Reason for rush towards it
The step comes a bit late but is in tune with changing circumstances. These social media influencers have been reaping the benefits of the cognitive trust people unconsciously develop for them. The thing is that people all across the world have lost trust in the cinema industry regarding product endorsement. Why would they not? Celebrity status comes with more fakeness than anything else.
They look out of the reach of common people and products endorsed by them look like a hyperbole and unrealistic extension of reality. Add their charges to the mix. Imagine paying Shahrukh Khan Rs 5–10 crore for an ad. It has the ultimate effect on the price of a product. All in all, celebrity endorsements is a bad deal for brands.
To cut through this maze, brands resort to social media influencers. These influencers have their own joiners. Carryminati, for example, is primarily popular among young people. Similarly, Ravish Kumar, the new influencer on the horizon, will have people from different age groups and ethnicities.
Add to that transparency factor. While targeted TV ads are based on TRP numbers, which are less precise, the follower and subscriber counts of these social media influencers are clearly visible. Brands approaching them precisely know how many people they can target by paying influencers.
Scope of influencer marketing
The final cost ultimately reduces, and the Return On Investment for companies grows. According to a report, for every $1 spent on influencer marketing, brands make $5.2 in return. For every piece of content an influencer generates, brands have to shell out only $174 on average. That is remarkable cost-cutting and helps smaller brands poke a hole in the market share of established ones. No wonder, the influencer market industry clocked $16.4 billion in 2022.

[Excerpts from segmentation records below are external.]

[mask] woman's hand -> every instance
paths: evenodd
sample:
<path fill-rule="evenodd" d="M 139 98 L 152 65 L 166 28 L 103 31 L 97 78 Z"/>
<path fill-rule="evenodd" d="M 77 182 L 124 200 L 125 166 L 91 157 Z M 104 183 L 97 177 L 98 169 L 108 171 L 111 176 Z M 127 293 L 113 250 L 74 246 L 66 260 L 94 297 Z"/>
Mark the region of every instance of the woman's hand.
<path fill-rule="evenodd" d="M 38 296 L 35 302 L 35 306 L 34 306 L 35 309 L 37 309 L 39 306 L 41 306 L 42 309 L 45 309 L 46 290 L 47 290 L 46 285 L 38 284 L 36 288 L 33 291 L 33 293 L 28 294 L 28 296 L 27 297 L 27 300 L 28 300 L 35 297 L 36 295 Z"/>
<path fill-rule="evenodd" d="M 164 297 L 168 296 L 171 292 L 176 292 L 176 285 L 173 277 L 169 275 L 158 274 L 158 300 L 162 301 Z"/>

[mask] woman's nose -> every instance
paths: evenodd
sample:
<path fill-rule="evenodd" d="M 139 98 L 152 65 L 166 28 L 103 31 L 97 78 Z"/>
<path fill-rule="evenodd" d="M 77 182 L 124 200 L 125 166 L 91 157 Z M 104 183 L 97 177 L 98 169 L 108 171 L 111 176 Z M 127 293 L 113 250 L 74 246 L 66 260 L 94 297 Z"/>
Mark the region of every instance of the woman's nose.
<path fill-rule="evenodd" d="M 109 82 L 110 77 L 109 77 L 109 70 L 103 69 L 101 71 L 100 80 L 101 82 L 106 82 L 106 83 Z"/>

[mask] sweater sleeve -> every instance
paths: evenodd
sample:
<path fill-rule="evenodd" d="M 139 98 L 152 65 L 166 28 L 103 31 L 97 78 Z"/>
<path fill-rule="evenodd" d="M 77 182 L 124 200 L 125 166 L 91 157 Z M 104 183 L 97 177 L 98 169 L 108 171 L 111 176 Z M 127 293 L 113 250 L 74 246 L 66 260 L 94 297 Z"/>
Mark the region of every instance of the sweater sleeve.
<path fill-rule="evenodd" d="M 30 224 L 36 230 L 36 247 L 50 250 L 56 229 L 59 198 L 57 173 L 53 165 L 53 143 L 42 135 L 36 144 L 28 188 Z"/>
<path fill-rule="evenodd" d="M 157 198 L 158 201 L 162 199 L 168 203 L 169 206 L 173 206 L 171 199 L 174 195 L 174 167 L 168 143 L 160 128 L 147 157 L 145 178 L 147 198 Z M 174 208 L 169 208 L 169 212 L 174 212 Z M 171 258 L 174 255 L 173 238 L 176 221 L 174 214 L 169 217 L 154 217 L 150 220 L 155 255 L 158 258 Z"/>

India is not far behind. According to a report by Statista, in 2022, the market was valued at Rs 12.75 billion. In 2025, it is expected to reach Rs 24.57 billion. The number could be much more than that since 85 percent of millennials and Gen Z prefer to receive information about products on social media. With smartphone penetration increasing at an astronomical pace, influential marketing is eye candy for large companies as well as startups.
Right step at right time
This is where the sector runs into problems. Today, every kid has a favourite YouTuber and Instagram influencer. While big brands have a reputation to lose, a lot of small brands are just there to earn money. These companies manufacture products like protein shakes, make-up, clothes, shoes, and electronics, among others. They’ve only been on the market for a few years.
They pay influencers to sell their crappy products. In a fixed time period, enough sales give them incentive to run away by shutting the shop. At the end, it is the consumer who stands to lose, since they won’t spend time running to court.
The new mechanism will make it tough for these influencers to sell anything without repercussions. We are at a time when even celebrities are being careful; why shouldn’t influencers be?